Vor dem Hintergrund der agilen Transformation der BMW Group IT beschäftigt mich (als Agile Transformation Agent dort) die Frage wie der Fortschritt auf dem Weg zu einer agilen Produktorganisation  gemessen werden kann. Vergleiche dazu einleitend auch den Beitrag in meinem Blog: Die Vermessung der Agilität. Es geht also darum immer wieder Momentaufnahmen der Teams in verschiedenen Dimensionen zu machen, um so zu verstehen, ob die Organisation agiler wird und ob sich die damit verbundenen Effekte der Wendigkeit, Flexibilität und letztlich Kundenzufriedenheit einstellen.
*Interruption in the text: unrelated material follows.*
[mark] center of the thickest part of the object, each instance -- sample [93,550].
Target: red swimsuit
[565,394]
In der sehr lebhaften und inspirierenden Diskussion ergaben sich folgende Ideen, was gemessen werden könnte (ohne darauf einzugehen, wie das gemacht werden kann). 

Dank Christian Botta haben wir das auch nochmal in schön (wink)
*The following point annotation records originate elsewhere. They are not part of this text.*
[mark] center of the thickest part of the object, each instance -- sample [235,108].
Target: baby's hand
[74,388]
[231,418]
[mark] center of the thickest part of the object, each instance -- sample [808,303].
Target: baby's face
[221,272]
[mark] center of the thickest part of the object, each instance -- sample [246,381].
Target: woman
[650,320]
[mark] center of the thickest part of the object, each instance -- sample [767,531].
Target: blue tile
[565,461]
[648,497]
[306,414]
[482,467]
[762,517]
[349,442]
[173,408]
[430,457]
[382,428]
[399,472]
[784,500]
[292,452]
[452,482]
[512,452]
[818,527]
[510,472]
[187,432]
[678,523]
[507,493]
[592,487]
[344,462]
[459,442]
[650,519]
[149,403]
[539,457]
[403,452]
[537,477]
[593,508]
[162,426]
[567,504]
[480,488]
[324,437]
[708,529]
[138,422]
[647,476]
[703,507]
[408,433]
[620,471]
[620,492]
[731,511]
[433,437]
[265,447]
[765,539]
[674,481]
  • Aufwand für Reporting, manuell und automatisiert
  • Durchlaufzeit von Idee zu Nutzung
  • Kundenzufriedenheit (im konkreten Kontext der interne Kunde der IT)
  • Mitarbeiterzufriedenheit, Fluktuation
  • Messen beim Team beginnen und autark lassen
  • Frequenz von Lieferung
  • Business Value pro Zeit
  • Depriorisierte Features, also die Anzahl dessen, was nichtgemacht wird
  • Kosten
  • Qualität oder auch Technical Debt
  • Agiler Reifegrad, die Kultur
  • Dedication pro Mitarbeiter – wie viele Projekte/Produkte bedient jemand gleichzeitig
  • Lernen vs. Liefern
  • Work in Progress – angefangene Arbeit
  • Agility Health Radar

Dabei wurde betont, dass auf keinen Fall eine Incentivierung, also ein Bonussystem an irgendeine der potentiellen Messgrößen gekoppelt werden dürfe, weil das unweigerlich zur Topimierung führt.